In case you’re wondering: What I’ll do when I win the Mega Millions tonight…

I’m sure by now you’ve spent at least a few minutes thinking about what you’d do if you struck the Mega Millions jackpot tonight. I’ve given it a little thought myself. Living debt free with the means to do and have anything I want sounds pretty darn sweet if you ask me.

I’m pretty sure it’ll look a little something like this…

After I eliminate the bills and help my family with whatever they want and need, I estimate I’ll still have a good gazillion bucks left. Then what to do? What to do?

First, some upgrades need to be made around the old Cooper mansion. And by that I mean getting the freakin’ farthest away from it as possible. We’ve outgrown it and I don’t even want to mention the stress of sharing one bathroom with four dudes. So, a new gimungous house is definitely first on the “To Buy” list.

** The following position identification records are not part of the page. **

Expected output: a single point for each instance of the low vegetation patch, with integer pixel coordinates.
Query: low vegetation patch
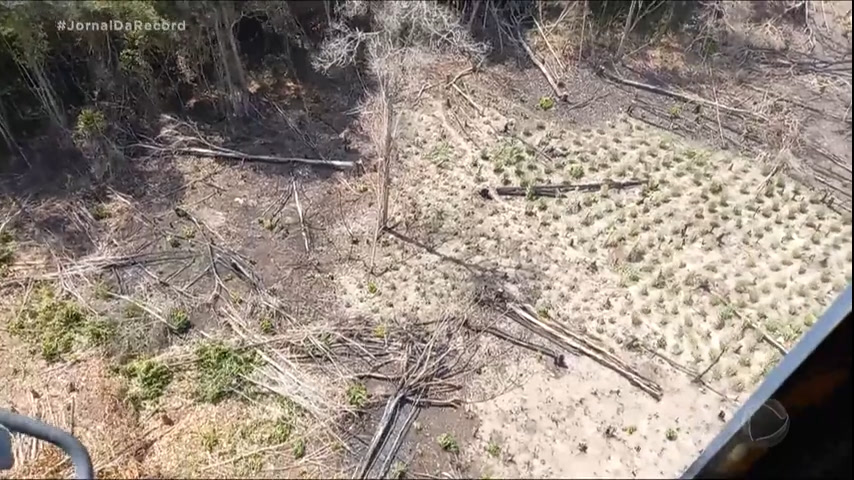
(148, 380)
(448, 443)
(222, 370)
(56, 326)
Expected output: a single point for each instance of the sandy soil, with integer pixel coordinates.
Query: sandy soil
(713, 266)
(625, 267)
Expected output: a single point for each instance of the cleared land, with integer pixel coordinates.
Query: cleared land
(228, 318)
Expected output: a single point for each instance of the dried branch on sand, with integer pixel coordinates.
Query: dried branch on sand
(560, 189)
(523, 314)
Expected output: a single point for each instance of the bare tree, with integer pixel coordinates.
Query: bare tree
(402, 34)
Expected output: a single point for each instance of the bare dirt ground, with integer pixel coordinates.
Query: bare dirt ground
(713, 267)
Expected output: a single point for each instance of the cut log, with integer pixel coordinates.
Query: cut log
(577, 342)
(558, 190)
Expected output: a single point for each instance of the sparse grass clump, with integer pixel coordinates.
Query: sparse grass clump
(441, 154)
(222, 369)
(7, 251)
(357, 395)
(448, 443)
(56, 325)
(179, 321)
(493, 449)
(546, 103)
(148, 380)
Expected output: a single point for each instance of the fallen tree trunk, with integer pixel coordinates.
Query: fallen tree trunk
(226, 154)
(575, 342)
(678, 96)
(559, 189)
(560, 94)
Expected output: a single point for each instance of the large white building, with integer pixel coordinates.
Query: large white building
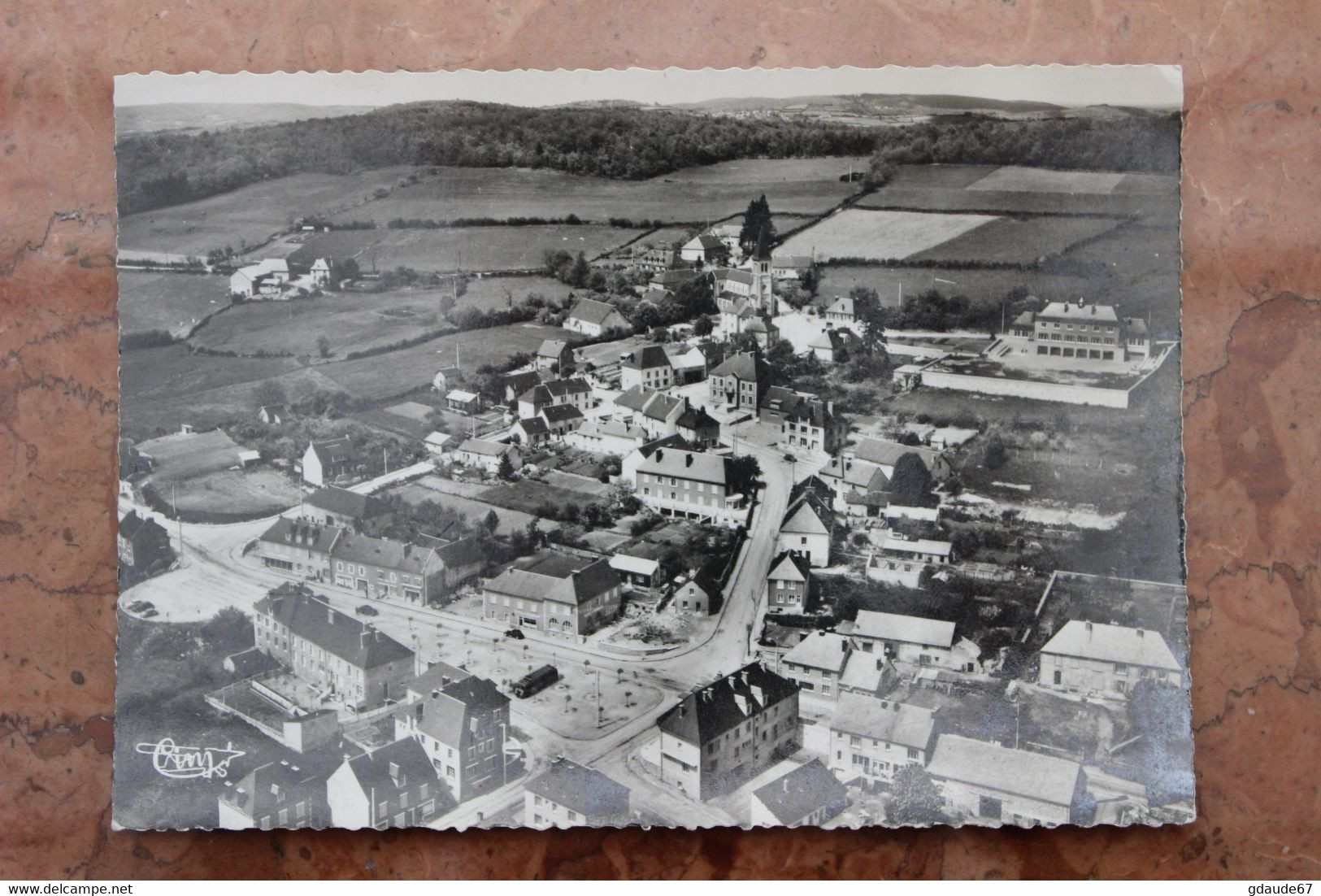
(1110, 659)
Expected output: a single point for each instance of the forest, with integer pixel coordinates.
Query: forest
(623, 143)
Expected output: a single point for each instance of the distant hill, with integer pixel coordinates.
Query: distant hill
(875, 105)
(190, 118)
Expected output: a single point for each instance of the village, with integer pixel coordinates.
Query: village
(727, 599)
(834, 483)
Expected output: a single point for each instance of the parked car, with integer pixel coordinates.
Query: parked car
(537, 681)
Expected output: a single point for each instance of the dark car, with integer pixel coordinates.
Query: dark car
(535, 682)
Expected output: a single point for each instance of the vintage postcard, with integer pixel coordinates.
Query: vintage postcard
(665, 448)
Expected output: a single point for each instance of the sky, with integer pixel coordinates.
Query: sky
(1145, 85)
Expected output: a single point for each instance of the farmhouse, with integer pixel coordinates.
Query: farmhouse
(841, 312)
(809, 796)
(555, 592)
(871, 739)
(1000, 784)
(461, 727)
(555, 357)
(887, 455)
(805, 420)
(690, 485)
(299, 546)
(693, 592)
(391, 786)
(606, 437)
(915, 640)
(806, 530)
(482, 454)
(568, 794)
(723, 733)
(331, 650)
(266, 278)
(702, 249)
(788, 585)
(143, 546)
(592, 317)
(275, 794)
(336, 507)
(562, 418)
(646, 365)
(832, 346)
(1098, 659)
(740, 382)
(328, 462)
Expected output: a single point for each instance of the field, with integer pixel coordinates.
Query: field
(401, 372)
(257, 492)
(469, 249)
(880, 234)
(801, 185)
(250, 215)
(976, 285)
(984, 188)
(1016, 240)
(168, 302)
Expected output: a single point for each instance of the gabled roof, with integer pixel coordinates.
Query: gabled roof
(801, 518)
(291, 530)
(1078, 312)
(887, 454)
(465, 551)
(711, 711)
(744, 365)
(1113, 644)
(581, 789)
(898, 723)
(308, 616)
(912, 629)
(797, 794)
(394, 768)
(820, 650)
(645, 357)
(979, 763)
(348, 504)
(445, 714)
(551, 349)
(789, 568)
(589, 311)
(532, 426)
(567, 386)
(841, 306)
(554, 575)
(333, 450)
(915, 546)
(687, 464)
(560, 412)
(485, 447)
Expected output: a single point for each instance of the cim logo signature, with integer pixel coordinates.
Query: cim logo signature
(176, 762)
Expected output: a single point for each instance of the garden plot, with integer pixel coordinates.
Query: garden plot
(879, 236)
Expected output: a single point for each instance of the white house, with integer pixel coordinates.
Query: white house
(915, 640)
(1110, 659)
(1004, 785)
(486, 455)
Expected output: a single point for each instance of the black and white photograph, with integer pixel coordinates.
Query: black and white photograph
(662, 448)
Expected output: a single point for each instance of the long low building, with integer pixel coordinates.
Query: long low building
(555, 592)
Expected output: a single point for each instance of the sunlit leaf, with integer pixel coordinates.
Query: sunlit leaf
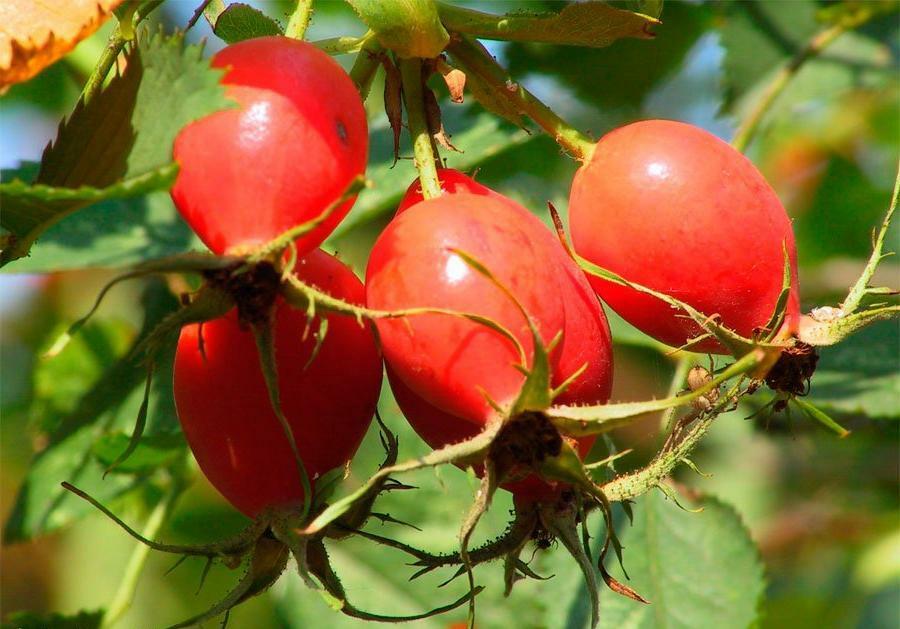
(35, 34)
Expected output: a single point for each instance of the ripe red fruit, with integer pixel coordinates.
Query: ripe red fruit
(672, 207)
(224, 406)
(485, 222)
(291, 148)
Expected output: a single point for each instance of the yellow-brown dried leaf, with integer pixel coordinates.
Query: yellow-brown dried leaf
(35, 33)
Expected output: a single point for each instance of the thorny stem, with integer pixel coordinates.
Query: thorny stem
(632, 485)
(411, 73)
(854, 297)
(475, 59)
(125, 594)
(817, 44)
(299, 20)
(682, 367)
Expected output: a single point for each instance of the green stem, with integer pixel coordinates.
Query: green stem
(411, 74)
(125, 594)
(630, 486)
(854, 297)
(476, 60)
(366, 66)
(817, 44)
(343, 45)
(682, 367)
(95, 81)
(299, 20)
(120, 36)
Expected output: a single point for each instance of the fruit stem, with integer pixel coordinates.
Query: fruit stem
(114, 46)
(634, 484)
(474, 59)
(299, 20)
(368, 59)
(128, 586)
(411, 75)
(861, 287)
(821, 40)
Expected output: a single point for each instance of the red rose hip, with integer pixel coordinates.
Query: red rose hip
(287, 152)
(224, 406)
(670, 206)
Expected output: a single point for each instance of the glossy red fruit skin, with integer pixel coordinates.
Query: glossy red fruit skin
(448, 360)
(670, 206)
(586, 340)
(295, 143)
(224, 407)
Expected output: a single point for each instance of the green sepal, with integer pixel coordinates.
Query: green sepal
(813, 412)
(410, 28)
(736, 344)
(466, 452)
(265, 345)
(536, 393)
(773, 326)
(267, 563)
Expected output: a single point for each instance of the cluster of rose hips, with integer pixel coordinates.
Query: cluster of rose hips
(486, 287)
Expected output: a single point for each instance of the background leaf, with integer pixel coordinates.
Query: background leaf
(112, 401)
(861, 376)
(241, 21)
(696, 569)
(125, 131)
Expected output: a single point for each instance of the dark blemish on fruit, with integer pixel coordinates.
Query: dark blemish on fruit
(342, 131)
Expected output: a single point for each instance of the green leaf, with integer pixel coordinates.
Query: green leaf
(861, 375)
(411, 28)
(152, 452)
(592, 24)
(112, 234)
(124, 133)
(111, 403)
(697, 570)
(241, 21)
(59, 382)
(620, 76)
(761, 37)
(29, 210)
(31, 620)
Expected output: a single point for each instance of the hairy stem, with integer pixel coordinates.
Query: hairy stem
(411, 73)
(475, 59)
(634, 484)
(299, 20)
(858, 291)
(682, 367)
(120, 36)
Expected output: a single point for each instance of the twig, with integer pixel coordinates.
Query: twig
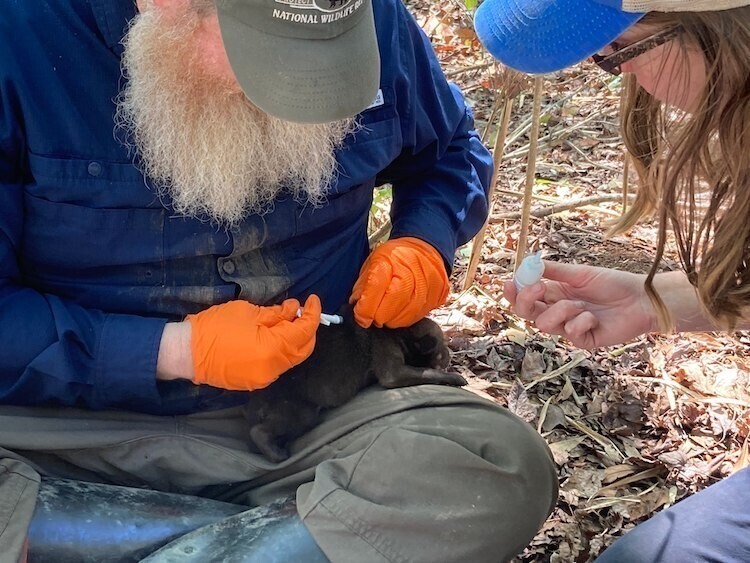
(540, 212)
(691, 395)
(530, 170)
(497, 155)
(587, 159)
(606, 443)
(459, 71)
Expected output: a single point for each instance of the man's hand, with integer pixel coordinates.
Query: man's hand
(241, 346)
(399, 283)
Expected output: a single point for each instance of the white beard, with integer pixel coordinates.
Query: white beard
(202, 142)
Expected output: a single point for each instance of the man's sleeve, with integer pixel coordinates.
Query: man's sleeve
(442, 177)
(52, 351)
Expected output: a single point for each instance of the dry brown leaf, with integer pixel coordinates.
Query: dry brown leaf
(518, 402)
(533, 365)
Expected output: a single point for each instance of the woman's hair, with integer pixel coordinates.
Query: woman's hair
(694, 169)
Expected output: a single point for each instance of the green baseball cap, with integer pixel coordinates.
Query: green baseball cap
(309, 61)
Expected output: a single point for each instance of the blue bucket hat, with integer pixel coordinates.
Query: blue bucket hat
(538, 36)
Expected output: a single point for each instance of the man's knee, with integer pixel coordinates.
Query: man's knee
(467, 481)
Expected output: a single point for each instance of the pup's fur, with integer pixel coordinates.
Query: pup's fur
(346, 359)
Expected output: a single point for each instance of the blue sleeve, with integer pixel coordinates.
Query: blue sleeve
(52, 351)
(442, 177)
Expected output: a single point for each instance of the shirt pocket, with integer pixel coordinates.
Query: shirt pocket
(91, 222)
(375, 143)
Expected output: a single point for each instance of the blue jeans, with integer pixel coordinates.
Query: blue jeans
(710, 526)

Then of course, I’d have to replace my minivan with something a little more appropriate for a classy mom-on-the-go such as myself. Like…say…a custom-painted, hot pink Escalade with optional fish tank and fuzzy dice hanging from the rear view mirror. You know, sophisticated and practical.

Once my digs and ride are up to snuff, I’ll turn my attention to my wardrobe. Everything I own will be burned donated and promptly replaced with a swanky new selection of mixed modern and classic styles to match my soon-to-be acquired pink streaked fro.

After covering all the basics, I’m sure I’ll be exhausted from all the hard work of being filthy, stinking rich, so I’ll need a vacation. My first stop will be in LA, where I’ll be replenished at some obscenely expensive private retreat spa. During my week of treatments, I’ll pay Alexander Skarsgard and Jensen Ackles to just stand in front of me flexing and looking completely interested in whatever babble is dribbling from my piehole.

Then it’s off to anywhere else I feel like going in my personal jet. I have to buy a jet, ya see, because it would just be gross to travel with not-so-wealthy normal types. I’ll just be better than that. I’m sure you understand.

By the time I get home, my family should be moved into the new house, and since it’s too chilly to swim in our new pool, I’ll fill it with money and swim in it like Scrooge McDuck. Complete with weird, retro, striped bathing suit…but in pink.